Cinéma

Gary Oldman au nouveau marché du TIFF : un « visionnaire » qui a mérité le mot derrière la caméra

Camille Lefèvre

Il y a un mot que Toronto affectionne cette saison, et il voyage mal : visionnaire. Le tout nouveau marché industriel du festival le distribue comme une enseigne, une vitrine, une promesse. Mais quand on l’accroche à Gary Oldman, il cesse d’être une décoration. Il devient une question sur le lieu où réside vraiment l’auctorialité dans une carrière — devant l’objectif, ou derrière — et Oldman est l’un des très rares noms de cette programmation à pouvoir répondre depuis les deux chaises.

La couverture professionnelle a raconté l’histoire évidente : une liste d’invités. Les grands noms prêtent leur éclat à un marché qui prouve encore son existence, et celui d’Oldman est parmi les plus brillants. Ce que ce cadrage omet, c’est ce que l’œil d’un auteuriste repère d’abord. Presque tous ceux convoqués pour parler de « vision » à Toronto ont signé des œuvres en produisant, en emballant ou en vendant. Oldman, lui, a signé en jouant — et puis, une fois, en réalisant. La distinction est toute l’histoire.
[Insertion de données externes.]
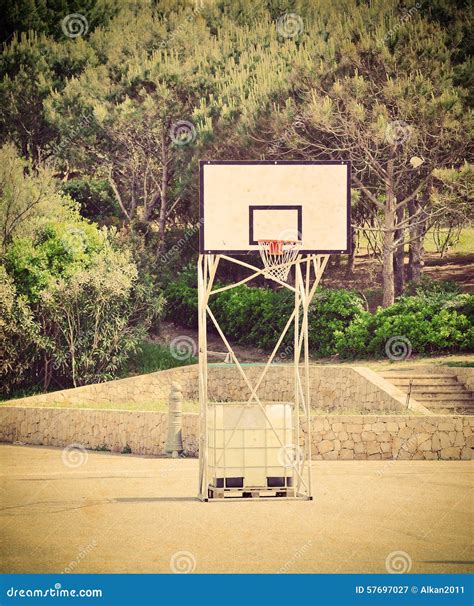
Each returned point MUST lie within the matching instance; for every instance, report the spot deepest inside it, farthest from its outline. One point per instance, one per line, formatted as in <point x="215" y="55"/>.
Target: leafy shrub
<point x="150" y="357"/>
<point x="18" y="335"/>
<point x="330" y="312"/>
<point x="257" y="316"/>
<point x="87" y="306"/>
<point x="435" y="322"/>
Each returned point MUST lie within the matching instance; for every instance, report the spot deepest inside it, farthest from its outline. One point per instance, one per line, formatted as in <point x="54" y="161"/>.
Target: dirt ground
<point x="113" y="513"/>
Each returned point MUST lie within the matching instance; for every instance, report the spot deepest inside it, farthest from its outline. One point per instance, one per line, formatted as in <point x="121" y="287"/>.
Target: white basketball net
<point x="277" y="257"/>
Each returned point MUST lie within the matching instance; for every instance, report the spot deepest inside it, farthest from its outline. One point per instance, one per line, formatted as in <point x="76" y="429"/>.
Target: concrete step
<point x="444" y="397"/>
<point x="407" y="381"/>
<point x="454" y="389"/>
<point x="394" y="374"/>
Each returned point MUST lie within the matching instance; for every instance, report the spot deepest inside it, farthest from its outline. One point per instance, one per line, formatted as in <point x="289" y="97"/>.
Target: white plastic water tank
<point x="248" y="446"/>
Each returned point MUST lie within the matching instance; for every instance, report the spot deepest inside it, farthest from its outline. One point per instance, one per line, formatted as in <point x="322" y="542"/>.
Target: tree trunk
<point x="352" y="253"/>
<point x="416" y="250"/>
<point x="164" y="196"/>
<point x="399" y="256"/>
<point x="388" y="241"/>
Considérez la forme de sa filmographie comme une série de collaborations plutôt qu’un curriculum vitae. Il fut le Dracula de Coppola, tout de pourriture et de deuil courtois. Il fut le Lee Harvey Oswald tendu d’Oliver Stone. Il a donné à Christopher Nolan le lest moral dont les Batman avaient besoin et, plus tard, la conscience blessée d’ère hollywoodienne d’un film de Fincher. C’est une forme particulière d’auctorialité, celle du caméléon : un acteur qui n’impose pas une signature mais se dissout dans la grammaire d’un autre réalisateur et la tient discrètement ensemble. On peut lire l’ensemble de son œuvre comme l’histoire de grands cinéastes empruntant son échine.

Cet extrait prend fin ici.